Hint: try running the following code:

```
arr = np.array([
    [0, 1, 2],
    [3, 4, 5],
    [6, 7, 8],
    [9, 0, 1],
])
print(arr.shape)
print(arr[None, :].shape)
```

In [None]:
y_hat = ...

Calculate `y_hat_avg` in `ensemble_metric`. `y_hat_avg` is a weighted average of `y_hat` along the first dimension, and is weighted according to `weights`, which is a list of floats of length `n_models`. There are some tests in there to help you out!

Here's what you have to do:

1. Finish the definition for `init_guess`, which should be a list with length equal to the number of models you trained. Initialize it such that the weights for each model are between 0 and 1 and are equal for every model.
2. Run the code and make note of the RMSSE value.
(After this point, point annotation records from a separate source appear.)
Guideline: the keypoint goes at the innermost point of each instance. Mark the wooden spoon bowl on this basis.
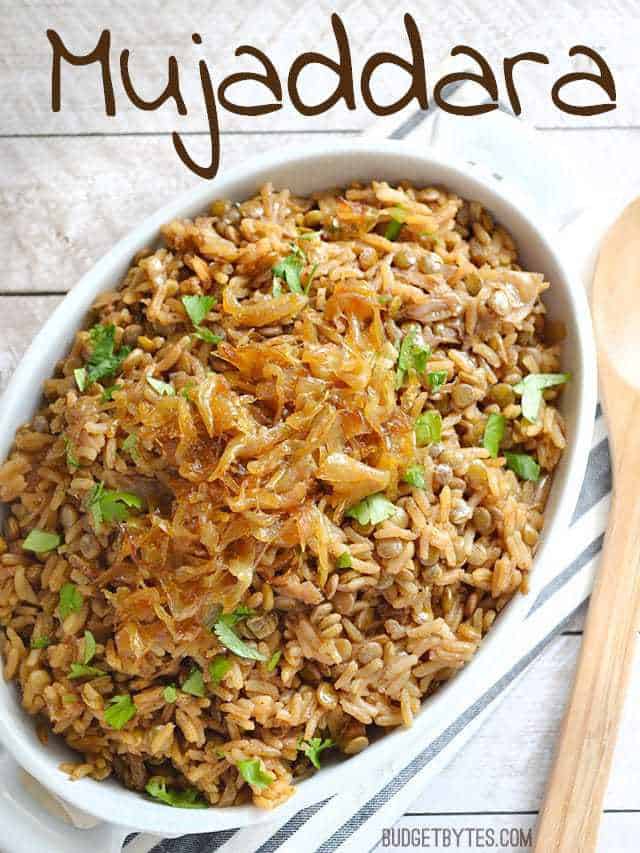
(571, 815)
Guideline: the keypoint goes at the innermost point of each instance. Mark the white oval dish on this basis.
(306, 170)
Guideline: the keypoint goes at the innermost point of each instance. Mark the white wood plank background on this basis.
(73, 183)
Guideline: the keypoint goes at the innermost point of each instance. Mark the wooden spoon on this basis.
(573, 804)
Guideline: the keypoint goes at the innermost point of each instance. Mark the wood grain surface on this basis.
(74, 182)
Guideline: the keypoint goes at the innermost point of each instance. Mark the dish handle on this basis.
(33, 819)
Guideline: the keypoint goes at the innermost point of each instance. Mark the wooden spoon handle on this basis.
(573, 802)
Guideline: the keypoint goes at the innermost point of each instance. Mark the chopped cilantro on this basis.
(108, 505)
(253, 772)
(41, 541)
(104, 360)
(413, 355)
(344, 561)
(414, 475)
(70, 600)
(163, 389)
(185, 798)
(428, 428)
(218, 668)
(523, 465)
(170, 694)
(120, 710)
(289, 269)
(531, 388)
(371, 510)
(493, 433)
(272, 663)
(437, 378)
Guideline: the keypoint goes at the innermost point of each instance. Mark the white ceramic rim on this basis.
(112, 802)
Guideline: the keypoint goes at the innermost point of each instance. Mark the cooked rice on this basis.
(246, 474)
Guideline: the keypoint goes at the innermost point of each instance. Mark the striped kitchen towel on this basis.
(352, 821)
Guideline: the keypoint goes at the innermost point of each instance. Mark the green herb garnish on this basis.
(289, 269)
(394, 227)
(197, 307)
(207, 335)
(163, 389)
(72, 459)
(437, 378)
(130, 446)
(194, 683)
(253, 772)
(312, 275)
(107, 394)
(80, 376)
(414, 475)
(223, 629)
(428, 428)
(413, 355)
(120, 710)
(104, 360)
(70, 600)
(186, 798)
(218, 668)
(89, 647)
(108, 505)
(493, 433)
(313, 747)
(81, 670)
(272, 663)
(531, 388)
(344, 561)
(371, 510)
(170, 694)
(41, 541)
(523, 465)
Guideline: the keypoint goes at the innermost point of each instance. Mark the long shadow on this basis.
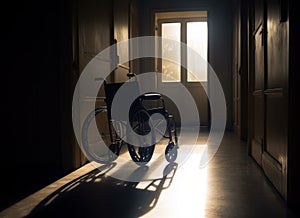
(97, 195)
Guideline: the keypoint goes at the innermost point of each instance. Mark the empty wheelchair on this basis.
(140, 149)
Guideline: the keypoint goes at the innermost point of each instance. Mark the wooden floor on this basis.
(232, 185)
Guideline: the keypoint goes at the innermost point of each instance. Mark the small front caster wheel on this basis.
(171, 152)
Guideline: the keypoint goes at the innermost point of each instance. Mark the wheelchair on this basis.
(140, 121)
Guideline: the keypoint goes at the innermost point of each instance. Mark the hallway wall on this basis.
(36, 45)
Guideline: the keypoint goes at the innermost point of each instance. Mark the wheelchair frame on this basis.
(140, 122)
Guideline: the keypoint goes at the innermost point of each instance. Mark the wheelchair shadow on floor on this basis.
(97, 195)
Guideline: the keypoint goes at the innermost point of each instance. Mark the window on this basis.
(190, 28)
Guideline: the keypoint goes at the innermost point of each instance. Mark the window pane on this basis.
(170, 70)
(197, 40)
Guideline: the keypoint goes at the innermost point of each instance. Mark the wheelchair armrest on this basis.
(151, 96)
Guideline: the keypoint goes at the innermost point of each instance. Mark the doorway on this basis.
(191, 29)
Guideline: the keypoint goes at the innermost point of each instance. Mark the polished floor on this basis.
(232, 185)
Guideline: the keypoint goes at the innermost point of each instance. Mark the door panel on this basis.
(258, 97)
(270, 83)
(94, 35)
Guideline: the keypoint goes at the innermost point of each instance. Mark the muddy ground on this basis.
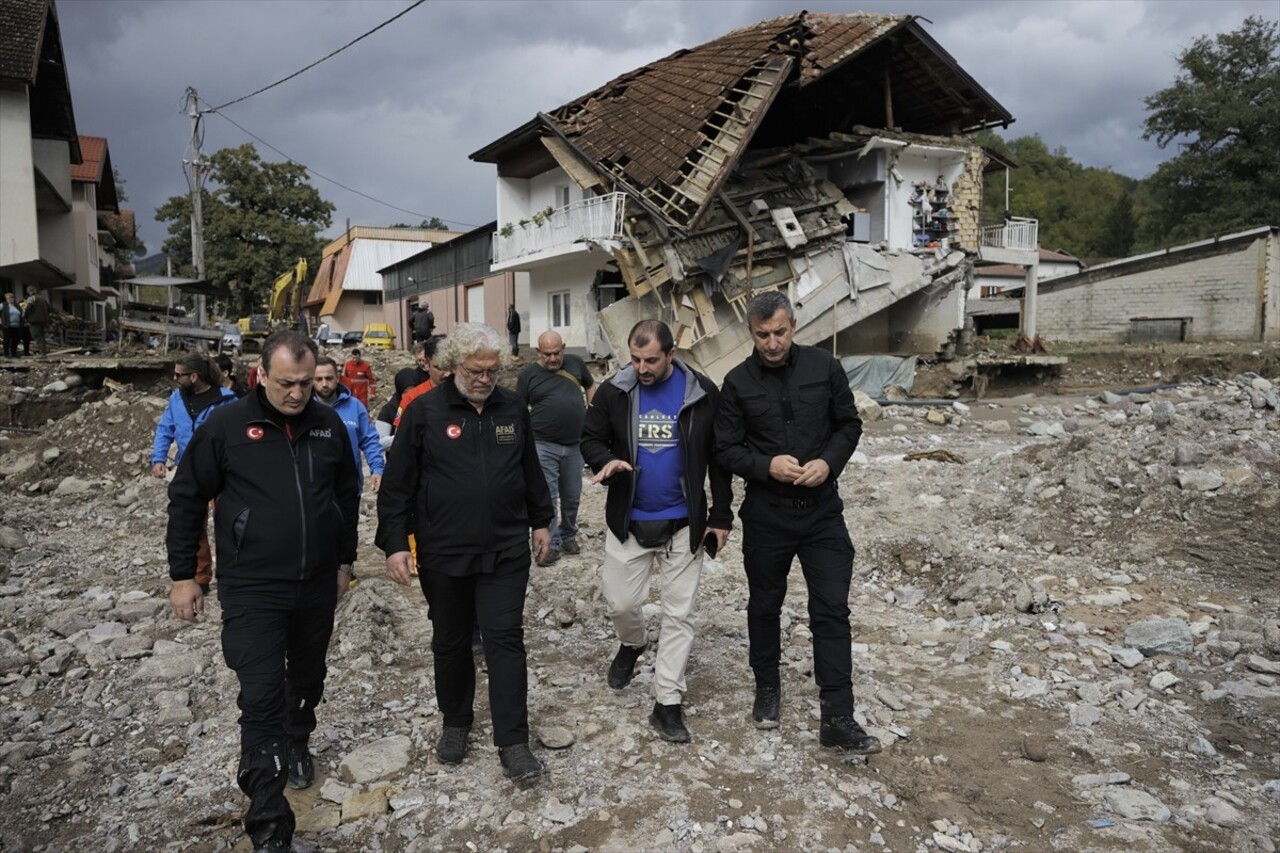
(1004, 585)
This is the RMSSE for a simple average of your predictions.

In [None]:
from functools import partial

def ensemble_metric(weights, y, y_hat, y_insample, insample_mask):
    y_hat_avg = np.average(y_hat, axis=0, weights=weights)
    assert y_hat_avg.ndim == 2, 'y_hat_avg has {y_hat_avg.ndim} dimensions, but it must be 2D. Did you calculate a weighted average over the first dimension?'
    assert y_hat_avg.shape == y.shape, 'y_hat_avg and y must have the same shape. y_hat_avg has shape {y_hat_avg.shape}, but y has shape {y.shape}'
    return rmsse(y, y_hat_avg, y_insample, insample_mask=insample_mask)

ensemble_metric = partial(ensemble_metric, y=y, y_hat=y_hat, y_insample=y_insample, insample_mask=insample_mask)

# Our first guess is setting all weights equal to each other, such that they sum up to 1
init_guess = ...

print(f'Inital Blend RMSSE: {ensemble_metric(init_guess):.6f}')

On line 16, replace `oof_names` with a list of the names of your models in the order that you added them to `y_hat`.

In [None]:
from scipy.optimize import minimize

bnds = [(0, 1) for _ in range(y_hat.shape[0])] # Weights must be between 0 and 1

res_scipy = minimize(
    fun=ensemble_metric, 
    x0=init_guess, 
    method='Powell', 
    bounds=bnds, 
    options=dict(maxiter=1_000_000),
    tol=1e-8
)

print(f'Optimised Blend RMSSE: {res_scipy.fun:.6f}')
print(f'Optimised Weights: {res_scipy.x}')
print('-' * 70)

oof_names = ...
for n, key in enumerate(oof_names):
    print(f'{key} Optimised Weights: {res_scipy.x[n]:.6f}')

ws = [ res_scipy.x[i] for i in range(len(oof_names))]

# normalize the weights so they sum to 1
weights = ws / np.sum(ws)
print(f'Normalized weights:')
print(weights)

Finally, answer the following questions:

1. How did the accuracy of your single model compare to the accuracy of the optimized ensemble?
2. How did the simple average ensemble compare to the optimized ensemble?
3. Does it make sense how the models were weighted? Did the most accurate model get the largest weight?
4. How might you combine hierarchical forecasting with ensembling?